The government must now work with the sector to reinvest this unspent money in a package of tangible interventions to support the teaching profession. Bursaries alone are insufficient and must be coupled with subject reform, classroom and CPD funding, and an elevated status for D&T in the curriculum and assessment frameworks.

In the short term, this will stabilise the teaching workforce and upskill D&T teachers so they can offer an excellent education which ‘pulls’ students into the subject. In the longer term, a strong teaching profession will be the foundation for subject renewal, with teachers redesigning the subject and their curricula.

Options include:

– Provide high-quality ITT and consistent, competitive, training bursaries. Positively, in October 2023, the government announced the PGITT bursary for D&T would be uprated from £20,000 to £25,000, on par with biology but still below the current £28,00 for computing, maths, chemistry, and physics, despite equivalent shortages. Art, craft and design trainee teachers’ £10,000 bursary has been reinstated this year.69 Ongoing consistency is key. The inconsistent approach to date has not only failed to stabilise recruitment but also created a harmful hierarchy of subjects that is having a widespread and damaging impact on teacher recruitment and retention.

– Explore setting up a scholarship route for PGITT, mirroring the existing schemes for physics, chemistry, maths and computing which work with a professional institution to provide an uplifted bursary, and ongoing mentoring and networking.

– Increase CPD funding for all D&T and art, craft and design teachers, supporting both specialist and non-specialist teachers to develop dynamic curricular, upskill on new technology and sustainability knowledge, and stay in the profession longer. Design teachers should have access to ringfenced CPD budgets and time.

– Invest in a design equivalent to the Stimulating Physics Network, which has successfully used CPD, mentoring and coaching to boost both teacher retention and student numbers for 60 lead schools’ physics departments at a cost to the Department for Education of £2.7 million.

This support could be targeted at Early Career Teachers (ECTs) who leave the subject at a higher level in their first 5 years. Supporting these teachers to stay in the profession and spearhead the renewal of the subject is vital.

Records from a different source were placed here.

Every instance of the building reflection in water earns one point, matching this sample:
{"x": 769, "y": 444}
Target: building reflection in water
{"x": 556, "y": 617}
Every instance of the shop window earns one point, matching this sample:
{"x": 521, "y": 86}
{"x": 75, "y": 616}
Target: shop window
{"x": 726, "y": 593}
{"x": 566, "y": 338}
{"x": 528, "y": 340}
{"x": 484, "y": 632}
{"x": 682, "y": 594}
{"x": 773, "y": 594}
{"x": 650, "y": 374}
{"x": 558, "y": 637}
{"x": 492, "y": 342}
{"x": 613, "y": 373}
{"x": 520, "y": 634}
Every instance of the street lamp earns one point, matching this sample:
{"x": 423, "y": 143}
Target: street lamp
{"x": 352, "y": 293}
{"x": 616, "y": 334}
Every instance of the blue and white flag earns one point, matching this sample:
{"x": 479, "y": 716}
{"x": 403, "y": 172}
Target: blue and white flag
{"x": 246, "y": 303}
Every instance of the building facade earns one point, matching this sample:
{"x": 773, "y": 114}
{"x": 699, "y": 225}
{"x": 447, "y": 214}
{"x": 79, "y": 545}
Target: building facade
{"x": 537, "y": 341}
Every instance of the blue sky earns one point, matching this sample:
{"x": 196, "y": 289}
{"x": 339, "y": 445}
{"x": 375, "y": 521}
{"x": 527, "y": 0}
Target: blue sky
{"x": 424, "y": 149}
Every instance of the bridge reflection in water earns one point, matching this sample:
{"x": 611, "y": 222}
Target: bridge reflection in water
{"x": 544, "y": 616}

– Extend the Levelling Up Premium payments to D&T teachers, who are currently excluded from the scheme70 despite similar shortage rates to chemistry, languages, mathematics, and physics teachers in deprived areas.

– Roll out a professional recruitment scheme for designers and engineers to teach D&T. Policymakers could explore and evaluate existing models to base this on, such as the government-funded “Engineers Teach Physics”.

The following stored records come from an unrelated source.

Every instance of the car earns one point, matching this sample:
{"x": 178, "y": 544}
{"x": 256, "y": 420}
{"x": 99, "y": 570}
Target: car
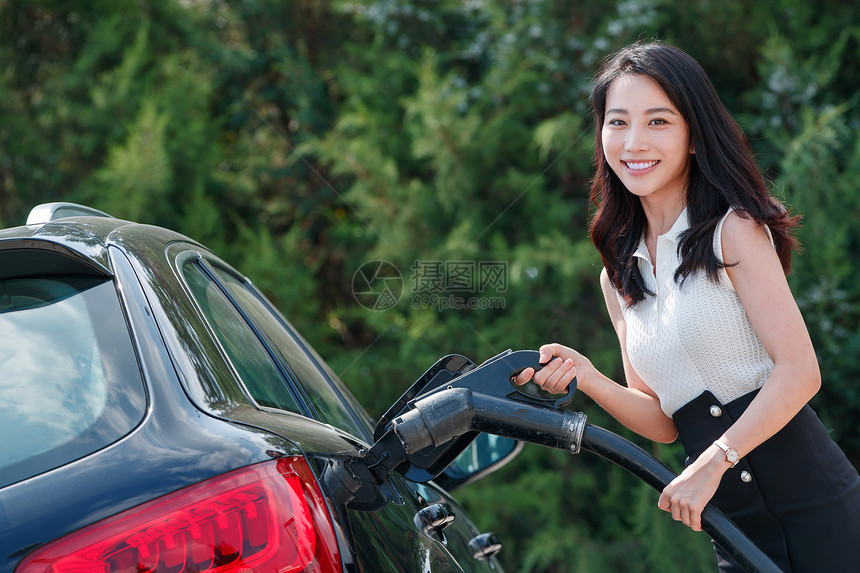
{"x": 158, "y": 414}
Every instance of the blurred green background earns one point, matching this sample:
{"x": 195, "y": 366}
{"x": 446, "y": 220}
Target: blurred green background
{"x": 302, "y": 139}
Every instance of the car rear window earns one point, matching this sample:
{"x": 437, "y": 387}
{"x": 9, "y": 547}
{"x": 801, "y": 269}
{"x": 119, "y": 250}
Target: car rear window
{"x": 71, "y": 384}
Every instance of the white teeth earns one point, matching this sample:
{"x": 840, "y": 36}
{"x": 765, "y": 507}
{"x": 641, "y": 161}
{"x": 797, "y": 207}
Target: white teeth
{"x": 640, "y": 165}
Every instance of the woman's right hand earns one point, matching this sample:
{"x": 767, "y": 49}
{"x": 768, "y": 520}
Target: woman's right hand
{"x": 560, "y": 367}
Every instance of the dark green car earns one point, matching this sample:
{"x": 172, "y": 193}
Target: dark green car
{"x": 158, "y": 414}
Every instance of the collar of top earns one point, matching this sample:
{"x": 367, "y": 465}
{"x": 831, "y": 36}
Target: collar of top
{"x": 682, "y": 223}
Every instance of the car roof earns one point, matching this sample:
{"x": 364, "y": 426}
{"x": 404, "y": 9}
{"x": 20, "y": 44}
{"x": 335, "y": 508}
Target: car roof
{"x": 74, "y": 239}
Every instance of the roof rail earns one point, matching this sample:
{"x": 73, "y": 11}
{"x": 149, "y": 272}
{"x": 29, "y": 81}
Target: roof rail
{"x": 47, "y": 212}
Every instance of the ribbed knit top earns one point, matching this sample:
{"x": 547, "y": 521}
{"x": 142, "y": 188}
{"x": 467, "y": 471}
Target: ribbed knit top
{"x": 693, "y": 336}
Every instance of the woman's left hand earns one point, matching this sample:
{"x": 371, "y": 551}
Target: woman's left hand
{"x": 687, "y": 495}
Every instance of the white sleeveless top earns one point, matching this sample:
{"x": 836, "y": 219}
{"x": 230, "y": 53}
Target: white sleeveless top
{"x": 694, "y": 336}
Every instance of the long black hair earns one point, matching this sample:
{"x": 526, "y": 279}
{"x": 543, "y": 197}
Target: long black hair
{"x": 723, "y": 173}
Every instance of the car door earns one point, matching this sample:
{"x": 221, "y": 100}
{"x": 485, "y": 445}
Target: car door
{"x": 421, "y": 528}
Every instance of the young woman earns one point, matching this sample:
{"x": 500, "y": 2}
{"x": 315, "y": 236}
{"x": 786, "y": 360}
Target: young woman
{"x": 714, "y": 348}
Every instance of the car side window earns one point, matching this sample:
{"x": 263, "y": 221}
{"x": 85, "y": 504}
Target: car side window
{"x": 329, "y": 401}
{"x": 252, "y": 362}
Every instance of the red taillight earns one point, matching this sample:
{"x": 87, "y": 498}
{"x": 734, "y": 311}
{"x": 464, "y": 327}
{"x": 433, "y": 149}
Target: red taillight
{"x": 268, "y": 518}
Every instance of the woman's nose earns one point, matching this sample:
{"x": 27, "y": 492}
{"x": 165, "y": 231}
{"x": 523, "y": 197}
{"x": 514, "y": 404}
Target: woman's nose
{"x": 636, "y": 140}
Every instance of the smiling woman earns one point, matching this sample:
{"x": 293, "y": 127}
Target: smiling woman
{"x": 713, "y": 345}
{"x": 647, "y": 143}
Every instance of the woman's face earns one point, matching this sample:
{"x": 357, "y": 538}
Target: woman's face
{"x": 646, "y": 141}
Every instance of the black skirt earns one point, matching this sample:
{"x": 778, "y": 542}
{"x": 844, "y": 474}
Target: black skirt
{"x": 796, "y": 495}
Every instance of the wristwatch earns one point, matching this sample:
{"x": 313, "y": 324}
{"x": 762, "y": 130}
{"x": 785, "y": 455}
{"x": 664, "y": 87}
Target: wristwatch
{"x": 731, "y": 454}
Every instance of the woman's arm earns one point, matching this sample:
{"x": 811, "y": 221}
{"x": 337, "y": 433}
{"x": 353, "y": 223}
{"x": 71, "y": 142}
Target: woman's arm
{"x": 763, "y": 290}
{"x": 636, "y": 406}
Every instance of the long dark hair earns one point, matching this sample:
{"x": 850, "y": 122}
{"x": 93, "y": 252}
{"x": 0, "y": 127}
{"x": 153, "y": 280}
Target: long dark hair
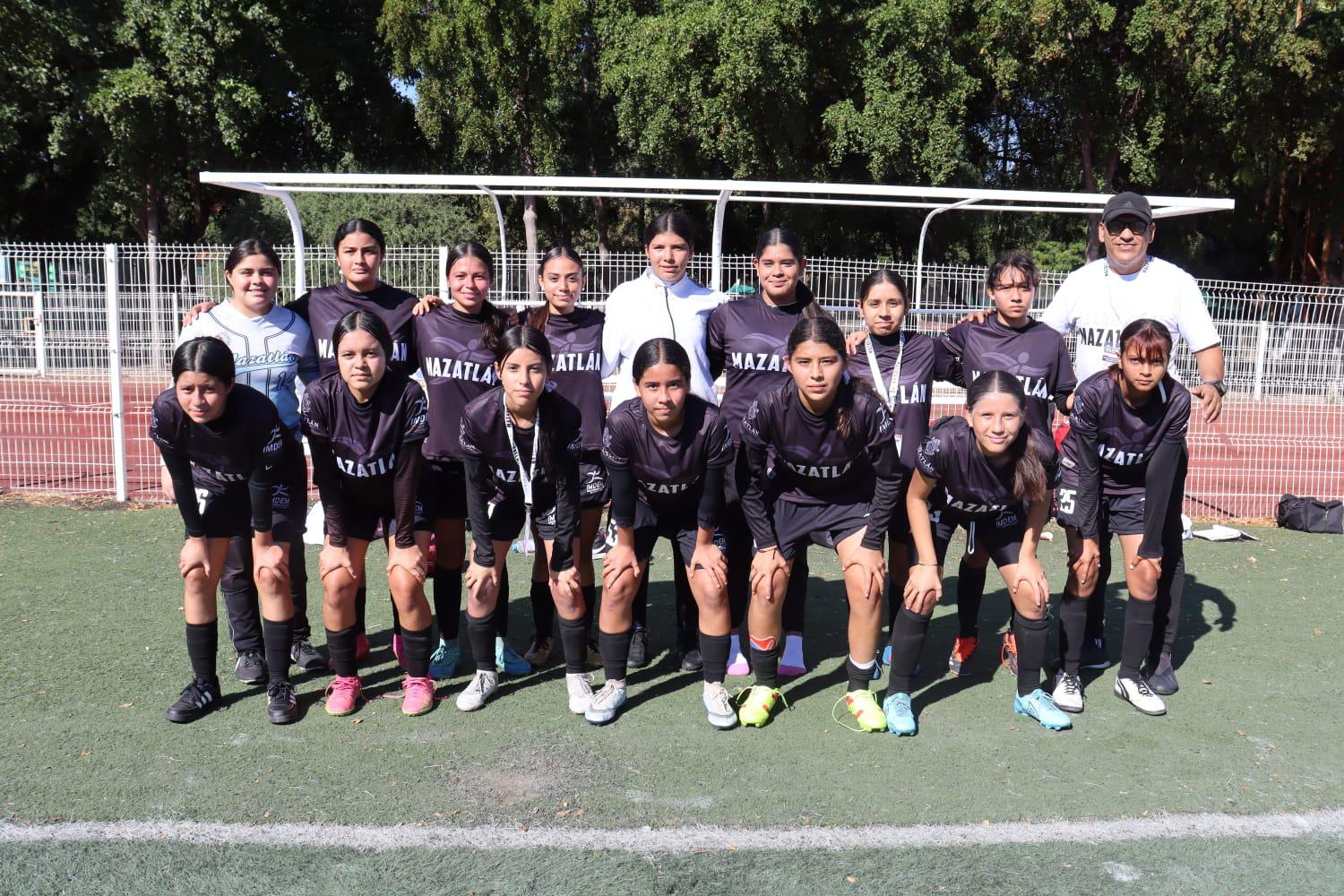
{"x": 367, "y": 322}
{"x": 660, "y": 351}
{"x": 1029, "y": 477}
{"x": 808, "y": 306}
{"x": 550, "y": 447}
{"x": 825, "y": 331}
{"x": 671, "y": 222}
{"x": 494, "y": 322}
{"x": 250, "y": 247}
{"x": 360, "y": 226}
{"x": 542, "y": 314}
{"x": 204, "y": 355}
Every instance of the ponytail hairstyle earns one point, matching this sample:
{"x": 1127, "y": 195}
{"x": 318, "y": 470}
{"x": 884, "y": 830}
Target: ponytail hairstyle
{"x": 1029, "y": 473}
{"x": 1150, "y": 338}
{"x": 204, "y": 355}
{"x": 250, "y": 247}
{"x": 1019, "y": 263}
{"x": 825, "y": 331}
{"x": 550, "y": 449}
{"x": 671, "y": 222}
{"x": 539, "y": 316}
{"x": 494, "y": 320}
{"x": 367, "y": 322}
{"x": 661, "y": 351}
{"x": 808, "y": 306}
{"x": 360, "y": 226}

– Pilot teacher budgets for industry and community collaborative teaching, enabling teachers to become curators of knowledge, and bring practicing designers and engineers into the classroom to teach specialist topics.

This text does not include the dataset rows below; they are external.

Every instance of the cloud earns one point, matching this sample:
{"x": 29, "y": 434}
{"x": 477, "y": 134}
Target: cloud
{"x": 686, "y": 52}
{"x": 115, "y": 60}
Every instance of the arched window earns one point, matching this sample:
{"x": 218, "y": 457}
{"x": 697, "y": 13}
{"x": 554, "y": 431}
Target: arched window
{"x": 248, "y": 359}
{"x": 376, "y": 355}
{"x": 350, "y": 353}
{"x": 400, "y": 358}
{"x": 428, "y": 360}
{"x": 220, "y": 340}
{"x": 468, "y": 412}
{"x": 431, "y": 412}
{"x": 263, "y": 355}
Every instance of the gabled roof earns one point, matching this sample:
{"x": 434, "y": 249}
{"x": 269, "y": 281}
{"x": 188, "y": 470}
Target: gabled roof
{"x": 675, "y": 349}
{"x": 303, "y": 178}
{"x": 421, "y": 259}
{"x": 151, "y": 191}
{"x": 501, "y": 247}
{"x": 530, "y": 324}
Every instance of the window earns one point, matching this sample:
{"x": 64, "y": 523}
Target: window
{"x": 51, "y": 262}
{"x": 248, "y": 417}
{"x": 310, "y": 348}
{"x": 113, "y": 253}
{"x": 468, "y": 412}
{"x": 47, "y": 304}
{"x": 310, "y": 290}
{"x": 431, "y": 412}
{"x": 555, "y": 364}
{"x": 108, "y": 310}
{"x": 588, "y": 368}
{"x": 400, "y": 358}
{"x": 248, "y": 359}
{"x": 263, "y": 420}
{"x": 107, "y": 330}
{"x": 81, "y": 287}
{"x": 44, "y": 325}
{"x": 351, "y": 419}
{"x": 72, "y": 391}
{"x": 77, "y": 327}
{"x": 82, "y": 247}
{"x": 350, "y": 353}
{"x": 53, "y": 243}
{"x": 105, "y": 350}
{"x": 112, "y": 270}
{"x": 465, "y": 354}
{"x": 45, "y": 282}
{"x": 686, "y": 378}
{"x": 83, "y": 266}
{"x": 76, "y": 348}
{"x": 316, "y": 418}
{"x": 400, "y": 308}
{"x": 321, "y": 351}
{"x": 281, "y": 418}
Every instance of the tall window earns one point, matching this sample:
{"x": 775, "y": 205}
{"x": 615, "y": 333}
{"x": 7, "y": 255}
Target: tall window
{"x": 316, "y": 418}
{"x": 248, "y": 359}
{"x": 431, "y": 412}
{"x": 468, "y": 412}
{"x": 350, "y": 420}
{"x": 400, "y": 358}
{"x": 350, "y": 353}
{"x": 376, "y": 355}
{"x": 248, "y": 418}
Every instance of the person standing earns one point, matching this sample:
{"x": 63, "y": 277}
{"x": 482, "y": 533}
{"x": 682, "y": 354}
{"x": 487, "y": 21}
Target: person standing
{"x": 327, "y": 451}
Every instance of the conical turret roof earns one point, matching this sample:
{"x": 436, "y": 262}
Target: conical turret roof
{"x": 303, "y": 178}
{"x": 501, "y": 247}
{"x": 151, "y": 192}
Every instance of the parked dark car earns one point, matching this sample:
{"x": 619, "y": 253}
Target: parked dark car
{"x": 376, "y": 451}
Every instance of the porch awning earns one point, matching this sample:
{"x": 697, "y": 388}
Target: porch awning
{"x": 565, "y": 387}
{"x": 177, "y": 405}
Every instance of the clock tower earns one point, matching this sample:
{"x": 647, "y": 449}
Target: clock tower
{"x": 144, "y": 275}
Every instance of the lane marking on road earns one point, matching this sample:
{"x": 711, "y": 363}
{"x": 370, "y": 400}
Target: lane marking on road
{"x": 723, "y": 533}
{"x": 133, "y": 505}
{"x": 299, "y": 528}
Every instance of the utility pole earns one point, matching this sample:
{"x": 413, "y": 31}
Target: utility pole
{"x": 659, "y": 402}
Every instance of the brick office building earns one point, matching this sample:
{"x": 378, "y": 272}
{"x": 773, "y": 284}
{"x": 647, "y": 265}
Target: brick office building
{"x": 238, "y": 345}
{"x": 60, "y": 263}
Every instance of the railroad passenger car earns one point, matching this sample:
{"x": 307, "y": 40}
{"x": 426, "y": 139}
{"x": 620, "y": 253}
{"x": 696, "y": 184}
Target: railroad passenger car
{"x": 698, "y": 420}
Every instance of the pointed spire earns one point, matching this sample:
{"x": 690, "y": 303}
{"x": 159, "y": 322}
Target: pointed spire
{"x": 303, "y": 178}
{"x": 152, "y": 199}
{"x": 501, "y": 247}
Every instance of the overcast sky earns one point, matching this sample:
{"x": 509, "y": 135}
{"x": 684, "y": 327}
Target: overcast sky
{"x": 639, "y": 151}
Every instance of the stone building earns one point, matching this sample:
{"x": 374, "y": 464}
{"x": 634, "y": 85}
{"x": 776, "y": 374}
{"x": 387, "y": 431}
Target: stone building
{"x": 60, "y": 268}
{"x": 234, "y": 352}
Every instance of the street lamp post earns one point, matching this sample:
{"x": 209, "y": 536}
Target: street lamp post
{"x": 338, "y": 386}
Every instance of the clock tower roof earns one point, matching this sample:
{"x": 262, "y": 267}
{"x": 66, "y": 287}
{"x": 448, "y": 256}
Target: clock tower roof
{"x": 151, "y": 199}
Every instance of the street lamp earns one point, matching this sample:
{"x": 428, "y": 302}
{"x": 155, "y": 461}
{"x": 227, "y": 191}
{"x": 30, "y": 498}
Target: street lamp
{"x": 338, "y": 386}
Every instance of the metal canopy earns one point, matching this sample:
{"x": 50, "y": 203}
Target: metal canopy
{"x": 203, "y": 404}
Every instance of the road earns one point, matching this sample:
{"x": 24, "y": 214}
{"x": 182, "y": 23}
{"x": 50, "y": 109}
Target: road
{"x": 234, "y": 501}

– Support teachers from all subjects to access sector-led initiatives that enrich and pioneer new approaches to design-led learning, from V&A’s Innovate to build challenges run by MATT+FIONA or industry-backed learning resources such as the D&T Associations ‘Inspired by Industry’, IET’s FIRST® LEGO® League, RIBA’s ‘Skill Up’, London School of Architecture’ Part 0, or Forth’s Fixperts. D&T will take several years to recover, so access to these initiatives is vital to enable more students to experience a great design education, within or outside of D&T. The government should work with the sector to coordinate these initiatives, for example, piloting regional design exchange hubs, built in the model of Music Hubs. This support could be set out in the Cultural Education Plan

Ensuring a thriving teaching body is the foundation for subject renewal. If a new curriculum is to be introduced, it must be created with teachers and develop their agency, rather than being implemented from the top down, potentially piling on extra workload and pressure. Improving the confidence and ability of teachers also means they can design better curricula today, based on the current subject content.